U vindt deze pagina leuk
Ik heb me er wel eens over verwonderd dat mijn lichaam geen waarschuwingssignalen uitzendt als er iets niet in orde is. Zo kon ik het maar nauwelijks geloven toen de arts diabetes constateerde; ik had er niets van gevoeld. En toen er in mijn dikke darm
(goedaardige) poliepen gevonden (en succesvol verwijderd) werden, merkte ik daar niets van. Maar vanmiddag kreeg ik om kwart voor vier een aanval van diarree en om kwart over vier nog een en dat waren duidelijk waarschuwingen van het lichaam: ‘Sorry,
jongeman, maar nu heb je echt te weinig geslapen – je lichaam heeft rust nodig’. Lekker geslapen van kwart voor vier tot kwart over vier, van kwart over vier tot kwart over vijf en van kwart voor zeven tot acht uur en nu ben ik weer kiplekker,
gelukkig. Wel even ORS geslikt en een pilletje tegen de diarree voor de zekerheid, maar dat was het dan ook. Vandaag verder een rustige dag. Vanmorgen het Heilig Avondmaal gevierd en gepreekt. De viering was natuurlijk anders, maar toch ook hetzelfde.

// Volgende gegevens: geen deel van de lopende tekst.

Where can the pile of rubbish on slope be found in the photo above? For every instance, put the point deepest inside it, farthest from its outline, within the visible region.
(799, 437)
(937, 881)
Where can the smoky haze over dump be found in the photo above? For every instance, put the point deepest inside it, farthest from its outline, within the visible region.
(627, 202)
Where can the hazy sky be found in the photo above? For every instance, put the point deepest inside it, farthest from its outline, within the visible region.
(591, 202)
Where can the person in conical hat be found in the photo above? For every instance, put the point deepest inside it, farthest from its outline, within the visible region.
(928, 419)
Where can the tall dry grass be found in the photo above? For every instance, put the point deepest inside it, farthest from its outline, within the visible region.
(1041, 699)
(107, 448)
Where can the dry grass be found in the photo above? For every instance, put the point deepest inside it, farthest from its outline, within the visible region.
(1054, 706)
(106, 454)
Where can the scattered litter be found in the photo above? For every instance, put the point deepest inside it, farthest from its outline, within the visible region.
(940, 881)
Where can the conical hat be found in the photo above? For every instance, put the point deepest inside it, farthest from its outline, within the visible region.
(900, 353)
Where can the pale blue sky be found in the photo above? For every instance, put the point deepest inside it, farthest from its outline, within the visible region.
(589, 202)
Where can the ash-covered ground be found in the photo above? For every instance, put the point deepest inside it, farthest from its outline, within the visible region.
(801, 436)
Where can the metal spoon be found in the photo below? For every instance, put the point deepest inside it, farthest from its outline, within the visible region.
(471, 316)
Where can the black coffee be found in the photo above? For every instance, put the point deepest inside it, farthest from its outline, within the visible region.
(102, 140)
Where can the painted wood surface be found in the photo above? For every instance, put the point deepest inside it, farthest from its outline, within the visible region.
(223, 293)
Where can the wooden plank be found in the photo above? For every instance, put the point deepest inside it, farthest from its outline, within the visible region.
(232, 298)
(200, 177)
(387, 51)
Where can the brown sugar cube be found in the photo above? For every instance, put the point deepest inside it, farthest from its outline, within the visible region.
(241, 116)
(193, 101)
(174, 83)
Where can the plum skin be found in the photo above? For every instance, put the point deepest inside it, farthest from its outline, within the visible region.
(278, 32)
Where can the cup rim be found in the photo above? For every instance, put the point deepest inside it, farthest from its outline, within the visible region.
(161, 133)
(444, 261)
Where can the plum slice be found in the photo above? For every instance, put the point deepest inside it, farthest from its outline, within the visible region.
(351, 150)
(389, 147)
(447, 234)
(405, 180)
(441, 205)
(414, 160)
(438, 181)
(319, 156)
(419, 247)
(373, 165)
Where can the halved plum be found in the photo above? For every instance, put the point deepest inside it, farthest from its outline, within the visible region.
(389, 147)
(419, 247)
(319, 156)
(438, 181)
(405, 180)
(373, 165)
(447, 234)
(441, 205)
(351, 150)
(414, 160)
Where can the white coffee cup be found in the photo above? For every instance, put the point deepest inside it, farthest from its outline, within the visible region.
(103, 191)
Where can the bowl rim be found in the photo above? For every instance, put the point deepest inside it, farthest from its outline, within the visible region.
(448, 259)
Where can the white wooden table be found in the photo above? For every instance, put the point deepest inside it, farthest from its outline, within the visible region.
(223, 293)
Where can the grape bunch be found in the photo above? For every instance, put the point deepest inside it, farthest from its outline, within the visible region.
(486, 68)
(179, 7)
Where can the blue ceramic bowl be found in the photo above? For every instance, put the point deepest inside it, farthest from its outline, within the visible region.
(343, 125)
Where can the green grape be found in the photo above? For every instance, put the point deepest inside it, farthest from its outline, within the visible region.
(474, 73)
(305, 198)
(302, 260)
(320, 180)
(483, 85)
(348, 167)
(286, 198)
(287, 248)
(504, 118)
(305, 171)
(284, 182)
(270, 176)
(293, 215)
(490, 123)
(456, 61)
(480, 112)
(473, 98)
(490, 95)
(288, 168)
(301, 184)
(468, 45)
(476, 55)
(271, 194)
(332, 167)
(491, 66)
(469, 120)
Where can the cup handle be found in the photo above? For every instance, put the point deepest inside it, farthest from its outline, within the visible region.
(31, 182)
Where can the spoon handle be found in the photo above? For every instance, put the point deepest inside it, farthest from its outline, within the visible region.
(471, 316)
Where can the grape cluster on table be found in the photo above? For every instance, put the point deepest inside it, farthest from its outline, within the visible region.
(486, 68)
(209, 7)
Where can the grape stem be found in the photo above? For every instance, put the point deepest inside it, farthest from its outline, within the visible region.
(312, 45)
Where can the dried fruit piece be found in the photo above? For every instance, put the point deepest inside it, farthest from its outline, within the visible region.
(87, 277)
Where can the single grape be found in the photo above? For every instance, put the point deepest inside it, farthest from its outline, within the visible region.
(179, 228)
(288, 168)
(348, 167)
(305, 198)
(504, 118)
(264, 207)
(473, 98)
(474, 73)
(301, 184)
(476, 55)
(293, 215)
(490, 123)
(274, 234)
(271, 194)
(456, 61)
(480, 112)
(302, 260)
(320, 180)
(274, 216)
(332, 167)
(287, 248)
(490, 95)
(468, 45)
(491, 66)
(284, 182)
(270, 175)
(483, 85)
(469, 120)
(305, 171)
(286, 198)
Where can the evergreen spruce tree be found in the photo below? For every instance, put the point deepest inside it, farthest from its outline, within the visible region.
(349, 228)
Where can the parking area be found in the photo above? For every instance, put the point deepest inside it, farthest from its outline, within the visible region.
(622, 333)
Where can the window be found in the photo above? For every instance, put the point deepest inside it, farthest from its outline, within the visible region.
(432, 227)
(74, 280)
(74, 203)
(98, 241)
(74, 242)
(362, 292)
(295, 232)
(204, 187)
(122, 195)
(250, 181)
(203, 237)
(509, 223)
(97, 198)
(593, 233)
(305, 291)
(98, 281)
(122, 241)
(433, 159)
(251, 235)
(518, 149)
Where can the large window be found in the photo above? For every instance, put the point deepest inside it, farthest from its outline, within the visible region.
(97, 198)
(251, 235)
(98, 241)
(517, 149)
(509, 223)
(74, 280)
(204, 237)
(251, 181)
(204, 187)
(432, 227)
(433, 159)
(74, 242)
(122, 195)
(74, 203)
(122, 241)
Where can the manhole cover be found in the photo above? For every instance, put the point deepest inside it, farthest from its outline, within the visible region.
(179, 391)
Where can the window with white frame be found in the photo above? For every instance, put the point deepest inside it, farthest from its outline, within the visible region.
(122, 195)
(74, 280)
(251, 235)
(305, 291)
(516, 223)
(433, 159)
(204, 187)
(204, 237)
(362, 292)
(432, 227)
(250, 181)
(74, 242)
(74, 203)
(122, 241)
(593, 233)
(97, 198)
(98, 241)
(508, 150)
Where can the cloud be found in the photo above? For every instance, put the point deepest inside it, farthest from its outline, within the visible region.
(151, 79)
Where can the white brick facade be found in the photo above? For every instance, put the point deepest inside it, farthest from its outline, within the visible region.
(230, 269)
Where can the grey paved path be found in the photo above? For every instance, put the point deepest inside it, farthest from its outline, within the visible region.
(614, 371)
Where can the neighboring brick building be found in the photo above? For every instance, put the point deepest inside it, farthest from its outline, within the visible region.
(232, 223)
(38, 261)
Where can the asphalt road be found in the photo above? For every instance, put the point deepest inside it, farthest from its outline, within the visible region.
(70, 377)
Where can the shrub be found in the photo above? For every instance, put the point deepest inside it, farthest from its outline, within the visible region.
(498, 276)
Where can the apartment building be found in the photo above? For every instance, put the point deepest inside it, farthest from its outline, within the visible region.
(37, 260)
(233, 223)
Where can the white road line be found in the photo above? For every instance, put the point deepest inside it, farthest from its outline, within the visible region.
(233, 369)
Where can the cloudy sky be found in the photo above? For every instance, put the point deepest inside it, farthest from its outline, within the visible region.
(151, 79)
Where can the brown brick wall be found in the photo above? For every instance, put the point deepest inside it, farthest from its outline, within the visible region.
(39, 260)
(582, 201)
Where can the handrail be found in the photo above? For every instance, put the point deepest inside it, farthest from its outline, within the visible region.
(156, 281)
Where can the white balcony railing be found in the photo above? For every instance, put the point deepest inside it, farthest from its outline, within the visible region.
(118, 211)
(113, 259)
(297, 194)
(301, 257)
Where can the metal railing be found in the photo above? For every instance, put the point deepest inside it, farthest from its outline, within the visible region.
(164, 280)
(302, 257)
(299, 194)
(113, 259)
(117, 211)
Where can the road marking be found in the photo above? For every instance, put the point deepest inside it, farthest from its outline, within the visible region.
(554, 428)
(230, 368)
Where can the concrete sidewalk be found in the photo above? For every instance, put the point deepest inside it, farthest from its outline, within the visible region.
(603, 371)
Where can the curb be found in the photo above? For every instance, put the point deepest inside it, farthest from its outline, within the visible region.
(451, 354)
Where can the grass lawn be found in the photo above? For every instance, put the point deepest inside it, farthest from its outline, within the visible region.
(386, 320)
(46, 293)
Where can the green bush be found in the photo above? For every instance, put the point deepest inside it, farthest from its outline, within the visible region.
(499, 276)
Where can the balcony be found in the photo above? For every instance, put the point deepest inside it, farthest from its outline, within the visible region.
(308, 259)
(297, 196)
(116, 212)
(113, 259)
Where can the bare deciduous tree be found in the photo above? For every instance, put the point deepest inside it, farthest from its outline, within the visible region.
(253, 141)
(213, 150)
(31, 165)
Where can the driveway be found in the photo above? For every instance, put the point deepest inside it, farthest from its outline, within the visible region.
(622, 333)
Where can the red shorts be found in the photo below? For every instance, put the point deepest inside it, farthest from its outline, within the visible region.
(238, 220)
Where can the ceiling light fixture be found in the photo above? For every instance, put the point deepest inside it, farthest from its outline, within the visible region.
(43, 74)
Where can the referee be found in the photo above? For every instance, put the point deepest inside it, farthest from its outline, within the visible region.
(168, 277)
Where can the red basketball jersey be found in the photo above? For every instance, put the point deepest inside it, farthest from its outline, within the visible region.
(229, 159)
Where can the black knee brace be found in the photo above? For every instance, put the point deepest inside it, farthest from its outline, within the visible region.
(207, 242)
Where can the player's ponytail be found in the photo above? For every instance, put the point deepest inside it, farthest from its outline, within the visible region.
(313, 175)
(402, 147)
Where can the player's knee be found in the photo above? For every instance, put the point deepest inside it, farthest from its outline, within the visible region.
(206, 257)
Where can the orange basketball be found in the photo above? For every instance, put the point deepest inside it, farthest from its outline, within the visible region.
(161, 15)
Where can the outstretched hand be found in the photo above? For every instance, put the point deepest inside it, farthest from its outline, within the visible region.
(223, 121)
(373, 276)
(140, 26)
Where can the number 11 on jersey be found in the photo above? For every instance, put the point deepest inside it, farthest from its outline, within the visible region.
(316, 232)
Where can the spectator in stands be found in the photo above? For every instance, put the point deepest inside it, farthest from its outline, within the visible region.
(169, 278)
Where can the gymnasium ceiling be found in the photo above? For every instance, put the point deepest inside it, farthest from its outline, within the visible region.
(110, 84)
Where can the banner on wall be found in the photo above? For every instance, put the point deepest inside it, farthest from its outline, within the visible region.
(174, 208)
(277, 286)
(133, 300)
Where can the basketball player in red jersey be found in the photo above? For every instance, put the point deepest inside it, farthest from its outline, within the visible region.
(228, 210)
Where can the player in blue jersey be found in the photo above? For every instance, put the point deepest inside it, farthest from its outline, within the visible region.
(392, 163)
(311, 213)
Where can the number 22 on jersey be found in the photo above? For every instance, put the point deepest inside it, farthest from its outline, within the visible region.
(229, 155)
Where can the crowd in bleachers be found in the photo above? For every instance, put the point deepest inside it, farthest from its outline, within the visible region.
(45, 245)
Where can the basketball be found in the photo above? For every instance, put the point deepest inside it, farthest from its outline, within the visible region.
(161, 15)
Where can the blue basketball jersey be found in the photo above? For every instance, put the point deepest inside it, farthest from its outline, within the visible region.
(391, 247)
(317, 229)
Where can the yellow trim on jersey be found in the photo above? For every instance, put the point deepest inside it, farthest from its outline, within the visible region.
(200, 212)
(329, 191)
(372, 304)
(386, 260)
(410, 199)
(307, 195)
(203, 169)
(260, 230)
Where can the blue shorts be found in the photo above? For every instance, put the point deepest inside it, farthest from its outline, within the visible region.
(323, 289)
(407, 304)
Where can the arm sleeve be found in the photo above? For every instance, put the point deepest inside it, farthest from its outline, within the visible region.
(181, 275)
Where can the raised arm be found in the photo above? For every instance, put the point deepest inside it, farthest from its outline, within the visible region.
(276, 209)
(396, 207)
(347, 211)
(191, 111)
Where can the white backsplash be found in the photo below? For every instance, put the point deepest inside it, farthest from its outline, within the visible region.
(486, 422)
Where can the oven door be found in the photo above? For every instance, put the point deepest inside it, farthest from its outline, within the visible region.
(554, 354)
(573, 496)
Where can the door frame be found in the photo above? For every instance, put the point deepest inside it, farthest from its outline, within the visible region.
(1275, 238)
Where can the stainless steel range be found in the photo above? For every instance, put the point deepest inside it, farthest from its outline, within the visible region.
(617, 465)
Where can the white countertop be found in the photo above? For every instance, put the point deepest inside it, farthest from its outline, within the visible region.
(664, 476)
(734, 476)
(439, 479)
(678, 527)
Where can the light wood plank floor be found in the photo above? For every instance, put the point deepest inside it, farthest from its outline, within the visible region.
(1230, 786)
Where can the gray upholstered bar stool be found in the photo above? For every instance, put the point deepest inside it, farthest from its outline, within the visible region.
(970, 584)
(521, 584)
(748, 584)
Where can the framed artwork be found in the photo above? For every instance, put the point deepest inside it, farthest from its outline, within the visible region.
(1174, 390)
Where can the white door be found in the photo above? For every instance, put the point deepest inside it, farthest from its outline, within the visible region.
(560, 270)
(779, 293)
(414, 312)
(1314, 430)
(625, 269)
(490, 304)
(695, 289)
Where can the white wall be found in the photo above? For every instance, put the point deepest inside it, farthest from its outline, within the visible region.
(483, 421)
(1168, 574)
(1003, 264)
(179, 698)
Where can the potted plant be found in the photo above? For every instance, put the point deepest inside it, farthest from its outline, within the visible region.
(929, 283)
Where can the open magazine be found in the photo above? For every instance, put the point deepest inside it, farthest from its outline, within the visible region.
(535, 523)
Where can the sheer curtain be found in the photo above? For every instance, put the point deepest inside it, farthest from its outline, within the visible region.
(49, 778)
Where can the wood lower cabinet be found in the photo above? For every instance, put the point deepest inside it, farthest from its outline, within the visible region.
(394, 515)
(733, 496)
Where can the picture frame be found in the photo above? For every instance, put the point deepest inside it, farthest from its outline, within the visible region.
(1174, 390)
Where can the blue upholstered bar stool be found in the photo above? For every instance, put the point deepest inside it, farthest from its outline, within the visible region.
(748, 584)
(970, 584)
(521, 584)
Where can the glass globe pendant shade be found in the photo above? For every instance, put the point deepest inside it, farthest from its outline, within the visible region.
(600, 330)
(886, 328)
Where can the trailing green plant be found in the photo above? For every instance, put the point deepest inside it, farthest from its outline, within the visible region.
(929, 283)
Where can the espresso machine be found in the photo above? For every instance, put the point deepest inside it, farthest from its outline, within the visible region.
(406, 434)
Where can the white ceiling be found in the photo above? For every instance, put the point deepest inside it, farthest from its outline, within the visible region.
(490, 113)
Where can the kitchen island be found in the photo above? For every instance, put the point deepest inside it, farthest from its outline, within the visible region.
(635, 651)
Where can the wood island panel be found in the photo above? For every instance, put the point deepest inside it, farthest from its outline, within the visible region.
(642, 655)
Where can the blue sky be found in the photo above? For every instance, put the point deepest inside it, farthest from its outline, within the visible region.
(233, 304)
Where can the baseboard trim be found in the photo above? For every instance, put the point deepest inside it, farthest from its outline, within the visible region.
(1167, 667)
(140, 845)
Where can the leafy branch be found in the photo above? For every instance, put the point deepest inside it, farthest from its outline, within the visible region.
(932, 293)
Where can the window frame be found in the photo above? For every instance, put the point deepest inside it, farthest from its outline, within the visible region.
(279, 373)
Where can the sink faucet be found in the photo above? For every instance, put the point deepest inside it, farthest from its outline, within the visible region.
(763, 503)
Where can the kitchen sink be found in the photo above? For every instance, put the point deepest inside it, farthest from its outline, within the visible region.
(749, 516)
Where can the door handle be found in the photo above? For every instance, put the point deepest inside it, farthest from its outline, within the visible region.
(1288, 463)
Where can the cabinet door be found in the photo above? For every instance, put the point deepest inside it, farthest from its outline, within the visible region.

De kerkenraad kwam voor in de kerk zitten met het gezicht naar de gemeente; de kinderen kwamen in twee banken links van de Avondmaalstafel te zitten om het goed te kunnen zien, en de mannen (rechts) en de vrouwen (links) kwamen meer naar voren. Er werd geen
brood gebroken, maar kleine tortilla's (ze heten hier ‘roti’) werden in stukjes gescheurd. Er werd ook geen wijn gegoten in een beker, maar een soort lemonade werd rondgedeeld in minuscule plastic cupjes. Er werd geen formulier gelezen, maar de
predikant gaf toelichting, las Schriftgedeelten en verschillende ouderlingen gingen voor in gebed. Ik werd ook gevraagd te bidden, maar dat heb ik niet gedaan – ik weet niet welke plaats zo’n gebed inneemt in het geheel (Uitnodiging? Zelfbeproeving?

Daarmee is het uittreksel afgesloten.